Thursday, June 17, 2010

Because I said so

I'm reading through the Bible in a year. Actually, somewhat less than a year because I can't help but be competitive, even with myself. That aside, I'm in Isaiah right now, and one thing that's struck me about the book is how often you see some variant of one of the following: "I am the Lord your God, there are no other gods besides me," "For My name's sake, I will do it," or, "I have spoken, shall I not I do it?"

Essentially, the message of the book, aside from the prognostications of doom for seemingly everyone who has ever pestered Israel, seems to be that God really wants us to know He is God and praise Him. God calls out idols and idol worshipers, wondering where the idols are who will save those who pray to them and making fun of those who make idols, saying they chop a log in half, use half of it to cook their food, and bow down to the other half as a god.

I had a debate last year with a friend over why God does what He does. She held that it was all for His glory. I maintained it was because He loved us. Both views were biblically supported, her point in Isaiah and mine in John 3:16, with support in other places for both of us. I think now that perhaps those two viewpoints are not as divergent as they once seemed.

When I am praising God, there is a release of all the emotional and psychological garbage in my life. My problems don't all disappear, but they do leave my mind while I am really praising God and focused on Him. It is His glory that causes us to love Him, and our love of Him that opens the door for Him to work in our lives. God can do what He wills to anyone, of course, but why would He bless someone who does not believe in Him, so that they believe they themselves or their gods have done it for them? The one exception was His greatest gift to us, His Son, and that points us only toward Him, because that's nothing we nor any other god can do.

In other words, God needs nothing from us, but He desires our praise. He wants all nations to fall before Him and worship Him. If this added to Him, though, or if the lack of it detracted from Him, He wouldn't be God. This is a desire of His, but it cannot be a need because God needs nothing. When we praise Him, though, we are coming to Him and letting Him do what He wills, and He wills to love us.

Getting back to Isaiah, the children of Israel "are a stiff-necked people." They run to God when they need Him, then turn away as soon as crisis is averted. (Sound familiar in your own life? Be honest.) They didn't deserve His blessing upon them. They actually deserved to be wiped out. God says it is for His name's sake that He forgives all their sins (Isaiah 43:25-26) and blesses them (Isaiah 42:6-9). It adds to His glory that He forgives us.

Consider it this way: if you and I have a contract for me to do your taxes for a given amount, and you pay me and I do them to the best of my ability, where is the glory for either of us? We had an agreement and both of us fulfilled it. We did only what we said we'd do and, while it means we have some sense of honor, it's no more than what should be done.

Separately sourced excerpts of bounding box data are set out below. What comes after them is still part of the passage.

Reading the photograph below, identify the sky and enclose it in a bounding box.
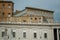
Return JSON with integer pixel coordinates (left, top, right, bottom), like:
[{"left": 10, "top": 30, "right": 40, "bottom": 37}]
[{"left": 13, "top": 0, "right": 60, "bottom": 22}]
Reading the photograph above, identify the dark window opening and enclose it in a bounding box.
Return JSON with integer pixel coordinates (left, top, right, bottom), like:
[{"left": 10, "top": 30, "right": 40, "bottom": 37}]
[
  {"left": 13, "top": 32, "right": 15, "bottom": 37},
  {"left": 2, "top": 3, "right": 5, "bottom": 8},
  {"left": 2, "top": 32, "right": 5, "bottom": 37},
  {"left": 54, "top": 29, "right": 57, "bottom": 40},
  {"left": 8, "top": 13, "right": 11, "bottom": 17},
  {"left": 44, "top": 33, "right": 47, "bottom": 38},
  {"left": 8, "top": 3, "right": 10, "bottom": 6},
  {"left": 23, "top": 32, "right": 26, "bottom": 38},
  {"left": 2, "top": 12, "right": 4, "bottom": 16},
  {"left": 35, "top": 18, "right": 37, "bottom": 20},
  {"left": 23, "top": 20, "right": 26, "bottom": 22},
  {"left": 31, "top": 18, "right": 32, "bottom": 20},
  {"left": 34, "top": 33, "right": 37, "bottom": 38}
]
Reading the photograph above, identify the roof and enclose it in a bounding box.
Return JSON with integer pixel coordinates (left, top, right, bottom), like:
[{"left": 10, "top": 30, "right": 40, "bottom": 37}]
[
  {"left": 0, "top": 1, "right": 14, "bottom": 4},
  {"left": 26, "top": 7, "right": 54, "bottom": 13}
]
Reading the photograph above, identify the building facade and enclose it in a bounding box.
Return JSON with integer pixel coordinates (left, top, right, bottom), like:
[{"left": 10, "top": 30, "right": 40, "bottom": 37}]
[{"left": 0, "top": 1, "right": 60, "bottom": 40}]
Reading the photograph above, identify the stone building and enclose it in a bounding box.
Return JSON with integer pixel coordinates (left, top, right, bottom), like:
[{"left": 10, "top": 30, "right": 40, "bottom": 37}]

Conversely, if you don't pay me and I do your taxes anyway because I care about you and know you need it, then I am going above and beyond what I should do. Then I'm not just the guy who did your taxes for a fair price, I'm "the really generous guy who saw [you were] hurting for money" and blah, blah, blah...

And that's just one small service. How much more should God be thanked continually for sending His Son, part of Himself, to die a horribly painful death for us after we've run (and continue to run) to pretty much everything else to fulfill us? He wants us to glorify Him and there is no one and nothing we can even imagine that's nearly as worthy of it.